Starting a Brewery

How in the hell did we get here? Time flies so fast. Starting a brewery has been a crazy experience. We started Skydance Brewing Co. in 2018 and by the last week of that year we were launching our brand at the Brewers Union in Oklahoma City. A year later things have changed drastically.

Even though it seems like the past year has come and gone with the snap of a finger, it has, in other ways, felt like a lifetimes worth of events and changes have occurred. Partners have come and gone multiple times, plans have changed and adjusted multiple times, good ideas became bad ideas and things I thought I’d never do have been done. Some good and some not so good. So goes the pulse of starting a brewery!

HOW IT BEGAN

This dream of starting a brewery started 20 years ago. YES! 20 damn years ago! I know, it seems like a lot of procrastination, but that’s not entirely the case here. Not entirely, at least.

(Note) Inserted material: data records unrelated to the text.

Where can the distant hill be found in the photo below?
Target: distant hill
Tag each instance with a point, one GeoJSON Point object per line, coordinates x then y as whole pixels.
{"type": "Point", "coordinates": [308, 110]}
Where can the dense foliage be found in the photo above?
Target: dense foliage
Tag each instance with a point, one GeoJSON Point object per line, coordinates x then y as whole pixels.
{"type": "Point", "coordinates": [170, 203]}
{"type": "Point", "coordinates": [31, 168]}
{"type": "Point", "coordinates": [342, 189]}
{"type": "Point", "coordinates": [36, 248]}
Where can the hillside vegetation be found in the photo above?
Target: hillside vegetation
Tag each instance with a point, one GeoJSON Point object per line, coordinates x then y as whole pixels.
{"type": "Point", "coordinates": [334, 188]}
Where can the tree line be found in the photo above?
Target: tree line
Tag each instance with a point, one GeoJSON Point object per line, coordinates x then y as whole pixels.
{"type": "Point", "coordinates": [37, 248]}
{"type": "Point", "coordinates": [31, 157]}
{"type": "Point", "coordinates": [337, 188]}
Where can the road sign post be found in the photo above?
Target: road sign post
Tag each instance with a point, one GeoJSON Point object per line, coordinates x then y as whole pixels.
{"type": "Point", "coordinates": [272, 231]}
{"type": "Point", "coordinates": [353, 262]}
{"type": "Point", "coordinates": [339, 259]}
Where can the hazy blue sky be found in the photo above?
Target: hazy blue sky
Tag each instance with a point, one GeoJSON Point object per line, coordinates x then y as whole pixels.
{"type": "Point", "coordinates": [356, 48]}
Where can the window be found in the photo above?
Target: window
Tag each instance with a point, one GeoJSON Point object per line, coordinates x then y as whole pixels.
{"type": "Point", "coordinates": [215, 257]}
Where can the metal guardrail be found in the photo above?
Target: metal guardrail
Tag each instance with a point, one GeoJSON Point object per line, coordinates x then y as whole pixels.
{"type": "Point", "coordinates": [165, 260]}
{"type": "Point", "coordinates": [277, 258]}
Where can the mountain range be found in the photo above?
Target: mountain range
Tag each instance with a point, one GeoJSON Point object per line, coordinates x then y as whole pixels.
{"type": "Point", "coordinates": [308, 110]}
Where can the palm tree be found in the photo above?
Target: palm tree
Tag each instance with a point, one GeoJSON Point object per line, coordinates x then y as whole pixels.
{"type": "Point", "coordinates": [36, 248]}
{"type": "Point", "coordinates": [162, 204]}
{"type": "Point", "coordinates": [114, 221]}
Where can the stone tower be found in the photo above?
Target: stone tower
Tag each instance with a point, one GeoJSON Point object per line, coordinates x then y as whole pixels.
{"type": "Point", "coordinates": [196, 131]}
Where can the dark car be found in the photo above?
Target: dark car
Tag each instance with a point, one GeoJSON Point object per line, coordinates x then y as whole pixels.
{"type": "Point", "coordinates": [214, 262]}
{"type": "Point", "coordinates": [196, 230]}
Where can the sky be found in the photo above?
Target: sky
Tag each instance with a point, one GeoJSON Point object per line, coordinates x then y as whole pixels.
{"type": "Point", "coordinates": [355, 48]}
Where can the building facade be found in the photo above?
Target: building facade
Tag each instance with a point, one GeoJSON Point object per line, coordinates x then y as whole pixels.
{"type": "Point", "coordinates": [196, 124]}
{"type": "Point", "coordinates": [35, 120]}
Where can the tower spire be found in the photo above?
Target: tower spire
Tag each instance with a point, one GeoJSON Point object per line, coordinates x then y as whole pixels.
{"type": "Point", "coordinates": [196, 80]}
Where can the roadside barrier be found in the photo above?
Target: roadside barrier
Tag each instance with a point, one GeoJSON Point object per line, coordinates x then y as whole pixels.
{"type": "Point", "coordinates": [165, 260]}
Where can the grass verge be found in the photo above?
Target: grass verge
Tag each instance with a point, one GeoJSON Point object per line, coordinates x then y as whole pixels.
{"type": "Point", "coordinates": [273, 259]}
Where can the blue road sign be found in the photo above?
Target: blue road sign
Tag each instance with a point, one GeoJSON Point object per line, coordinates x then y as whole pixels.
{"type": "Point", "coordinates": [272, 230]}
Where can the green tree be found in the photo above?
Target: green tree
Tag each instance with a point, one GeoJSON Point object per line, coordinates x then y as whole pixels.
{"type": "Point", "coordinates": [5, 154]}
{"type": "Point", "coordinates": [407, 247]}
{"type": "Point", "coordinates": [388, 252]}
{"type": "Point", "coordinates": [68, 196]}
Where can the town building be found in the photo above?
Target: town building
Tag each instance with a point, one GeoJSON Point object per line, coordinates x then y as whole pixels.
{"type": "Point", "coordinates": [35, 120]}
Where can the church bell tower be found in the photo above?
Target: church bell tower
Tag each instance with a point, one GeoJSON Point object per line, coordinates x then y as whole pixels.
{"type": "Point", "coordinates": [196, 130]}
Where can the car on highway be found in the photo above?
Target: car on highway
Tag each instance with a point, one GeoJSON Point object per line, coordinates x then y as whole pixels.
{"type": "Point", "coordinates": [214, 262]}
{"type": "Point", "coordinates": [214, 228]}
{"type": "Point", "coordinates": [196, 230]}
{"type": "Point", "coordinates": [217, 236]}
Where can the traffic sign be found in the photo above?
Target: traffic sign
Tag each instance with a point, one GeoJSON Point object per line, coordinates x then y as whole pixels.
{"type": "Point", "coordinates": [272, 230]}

My father brewed beer at home when I was young and I thought it was such a cool thing to watch. I couldn’t help but play around with his fermenting wort when he wasn’t around. After being caught messing with his carboy full of hope, Dad decided he should at least tell me a little bit about what is going on underneath all those bubbles and CO2. His thought was that if I knew what was really going on it would relieve some of my curiosity and I would be educated enough to know not to expose the liquid he labored over to the open air. His plan worked, but it also created a fascination that would not only lead me to my first job working at a brewery, but also to the creation of Oklahoma City’s first Native American owned brewery.

Years later I would go to work at Coach’s Brewhouse in Norman, OK. I went from server to bartender to manager to guy who liked to bug the head brewer, Mike Groshong, until he’d let me play brewer along with him. Those Coach’s days were some of the most formative days of my life and would end up creating a love for craft beer that has turned into a complete obsession.

My dad worked for the City of Norman in those days. On days that I was working, he would come in for a beer with his co-workers and wait on my shift to end so we could have a beer together. I would give everything I have today to get one more sit down at that bar with him right now. There’s just something about bellying up to a bar and having a good beer with someone, especially if that someone is your father.

One day as we sat down for a beer I told him that I got to help in the brewery for a bit. We started talking about how cool it would be to have our own business similar to Coach’s and all the things we would do to put our own signature on it. We had GRAND ideas! Blues music, cigar room, small food menu using beer as an ingredient in each meal. The more we drank, the bigger the ideas got. So big, in fact, that it really began to feel like just a big dream that wasn’t very attainable.

One day, we decided to have lunch at another location in OKC, TapWerks, so that we could expand our horizons and try some really cool unique beers that weren’t really available at other bars in the area. My dad pointed out to me that there weren’t really any Oklahoma breweries producing beer.

I can remember him saying, “man, how cool would it be to have your own brewery and to be sitting at this bar and see someone ask the bartender for one of your beers?”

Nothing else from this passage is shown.